1S 1,20-28: El Señor me ha concedido mi petición. Por eso lo cedo al Señor de por vida, para que sea suyo.

Sal 83,2-10: Dichosos los que viven en tu casa, Señor.

1Jn 3,1-2.21-24: Quien guarda sus mandamientos permanece en Dios.

Lc 2,41-52: Y Jesús iba creciendo en sabiduría, en estatura y en gracia ante Dios y ante los hombres.

María y José fueron sorprendidos por el Niño Dios en sus albores. Ella cuando el anuncio del ángel Gabriel, él al encontrarse con el embarazo imprevisto de María, su esposa, y cuando con ángel se le esclareció la situación. No solo se vieron sorprendidos, sino que se dejaron sorprender; es decir, permitieron que el Altísimo les suministrara una novedad inesperada y la aceptaron desde la confianza en Dios. Tal vez esta debería ser una de las actitudes requeridas para los padres que acogen al hijo por venir y al que ya ha llegado: la capacidad para dejarse sorprender.

            Esta intervención divina imprevista puede provocar de primeras admiración o susto. Resulta curioso que en los relatos de Lucas y de Mateo sobre los acontecimientos en torno al nacimiento del Salvador, la admiración es más próxima a las mujeres y el susto a los hombres. Quizás no sea una máxima, pero la mujer parece tener una predisposición más providencial en cuanto a la vida que llega sorprendiendo y el hombre, más programático, parece también más práctico (al modo como él entiende la practicidad).

            La capacidad de sorpresa referida proporciona una apertura que evita una sentencia rematadamente humana a lo que no ha dejar de entenderse como un regalo de Dios. Con otras palabras, la vida no es un derecho sino un don, una ofrenda solo merecida en la medida en que Dios quiere libremente que la merezcamos: pura y libérrima gracia. La respuesta consecuente es cuidar con un especial esmero este regalo personal y proteger cuidadosamente también toda otra vida, que no deja, por supuesto, de ser dádiva divina. La obligación más acuciante y cuidada ha de ser sobre la propia vida. Unida a esta sin solución de continuidad, la acogida y promoción de toda vida  que de algún modo pueda recibir algo de nosotros, desde la más cercana hasta la más distante (dentro de las posibilidades sensatas).

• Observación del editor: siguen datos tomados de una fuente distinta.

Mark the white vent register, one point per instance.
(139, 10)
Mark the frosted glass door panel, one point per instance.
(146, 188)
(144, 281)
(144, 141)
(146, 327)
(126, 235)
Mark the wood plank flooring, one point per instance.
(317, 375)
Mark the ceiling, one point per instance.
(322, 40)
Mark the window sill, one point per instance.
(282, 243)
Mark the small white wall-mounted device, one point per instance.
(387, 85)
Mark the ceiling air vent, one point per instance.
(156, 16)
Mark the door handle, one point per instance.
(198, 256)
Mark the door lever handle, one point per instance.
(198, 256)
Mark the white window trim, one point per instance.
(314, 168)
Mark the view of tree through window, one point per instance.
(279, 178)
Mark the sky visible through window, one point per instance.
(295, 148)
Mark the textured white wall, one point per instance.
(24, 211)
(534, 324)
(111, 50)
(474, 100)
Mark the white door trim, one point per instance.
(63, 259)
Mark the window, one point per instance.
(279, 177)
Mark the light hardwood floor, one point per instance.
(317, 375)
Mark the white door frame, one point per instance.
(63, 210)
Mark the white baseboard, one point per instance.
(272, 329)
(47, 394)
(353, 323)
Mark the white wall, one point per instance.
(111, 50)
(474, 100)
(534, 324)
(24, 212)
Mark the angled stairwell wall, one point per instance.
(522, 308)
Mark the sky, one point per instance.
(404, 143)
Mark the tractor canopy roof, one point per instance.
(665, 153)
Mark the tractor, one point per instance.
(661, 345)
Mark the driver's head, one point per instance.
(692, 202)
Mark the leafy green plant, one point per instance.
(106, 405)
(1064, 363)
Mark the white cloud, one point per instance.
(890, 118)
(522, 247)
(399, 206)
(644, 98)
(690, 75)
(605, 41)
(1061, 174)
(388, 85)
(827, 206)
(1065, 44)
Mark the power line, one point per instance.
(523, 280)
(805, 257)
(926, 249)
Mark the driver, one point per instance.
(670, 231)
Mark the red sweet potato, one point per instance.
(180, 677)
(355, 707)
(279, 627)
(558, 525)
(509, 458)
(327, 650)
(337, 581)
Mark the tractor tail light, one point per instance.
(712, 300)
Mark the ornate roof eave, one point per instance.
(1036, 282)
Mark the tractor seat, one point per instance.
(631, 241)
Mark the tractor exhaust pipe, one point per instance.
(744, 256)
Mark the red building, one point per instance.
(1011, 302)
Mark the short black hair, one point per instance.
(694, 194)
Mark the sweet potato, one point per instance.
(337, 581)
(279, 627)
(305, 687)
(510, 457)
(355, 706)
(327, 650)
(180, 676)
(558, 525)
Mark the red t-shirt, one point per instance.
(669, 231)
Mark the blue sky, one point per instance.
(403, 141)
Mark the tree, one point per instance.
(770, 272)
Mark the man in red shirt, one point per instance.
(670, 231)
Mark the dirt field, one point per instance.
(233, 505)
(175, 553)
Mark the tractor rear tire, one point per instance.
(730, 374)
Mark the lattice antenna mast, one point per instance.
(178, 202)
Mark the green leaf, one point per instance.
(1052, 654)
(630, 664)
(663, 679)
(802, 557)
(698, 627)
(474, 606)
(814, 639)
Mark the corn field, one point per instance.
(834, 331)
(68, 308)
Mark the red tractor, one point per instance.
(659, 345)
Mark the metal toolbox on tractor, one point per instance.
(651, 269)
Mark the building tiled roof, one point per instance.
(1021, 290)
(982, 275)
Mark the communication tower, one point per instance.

            La institución privilegiada para ello es la familia. En sentido estricto es la unidad matrimonial con los hijos (cuando los hay) como núcleo primero y que puede estar ampliada con otros miembros como abuelos, tíos, primos… en una comunidad más amplia. En un sentido más amplio puede comprender a todo grupo humano con unos vínculos que exigen un compromiso de acogida, protección y promoción especial, aunque no se comparta la genética. De ahí que la Iglesia tenga también el cuño familiar y la palabra hermano para referirse al cristiano no sea simplemente de ocurrencia (de hecho “fraternidad” fue un modo usual para apelar a la Iglesia en las antiguas comunidades).

            Hablando del núcleo familiar estricto: madre, padre e hijos, cada uno de sus miembros tiene el deber de este cuidado por la vida y por la vida eterna. Así, por ejemplo, los padres son cauces para la vida al engendrar a los hijos, y cauces para la vida eterna en su educación en valores y en la relación con Dios. En muchos sentidos no es fácil deslindar uno y otro ámbito pues están fuertemente imbricados. Pero esta responsabilidad no es solo de los padres hacia los hijos, sino también de los hijos hacia los padres, y no siempre se tiene en cuenta. Son abundantes los casos en los que, por ejemplo, ese deber sobre la educación espiritual de los hijos (sentido como deber con intensidades muy dispares por unos y por otros) urge a los padres a un interés por la materia de lo que se les ofrece a sus hijos en los sacramentos, la catequesis y en las mismas preguntas sobre Dios que se hacen los niños y les expresan a sus padres. La capacidad para la sorpresa, tan receptiva en los pequeños, no ha de terminar nunca en los padres si quieren ejercer una paternidad responsable y cristiana. Esto posibilita seguir el rastro de Dios y no cerrarse totalmente a la propia carne ni dar por definitivo ningún estado.

De este modo aprendieron María y José, conducidos al templo siguiendo con preocupación las huellas de su hijo. No entendieron, pero se dejaron sorprender (esta vez ambos con susto) y, antes de presentar un veredicto a lo ocurrido, dejaron que fuese Dios el que fuera aclarando. Aquella vida divina hecha humana de su hijo Jesús les desbordaba hasta no llegar a comprender y, al mismo tiempo, les enseñaba el misterio del Señor hacia una fe de más hondura.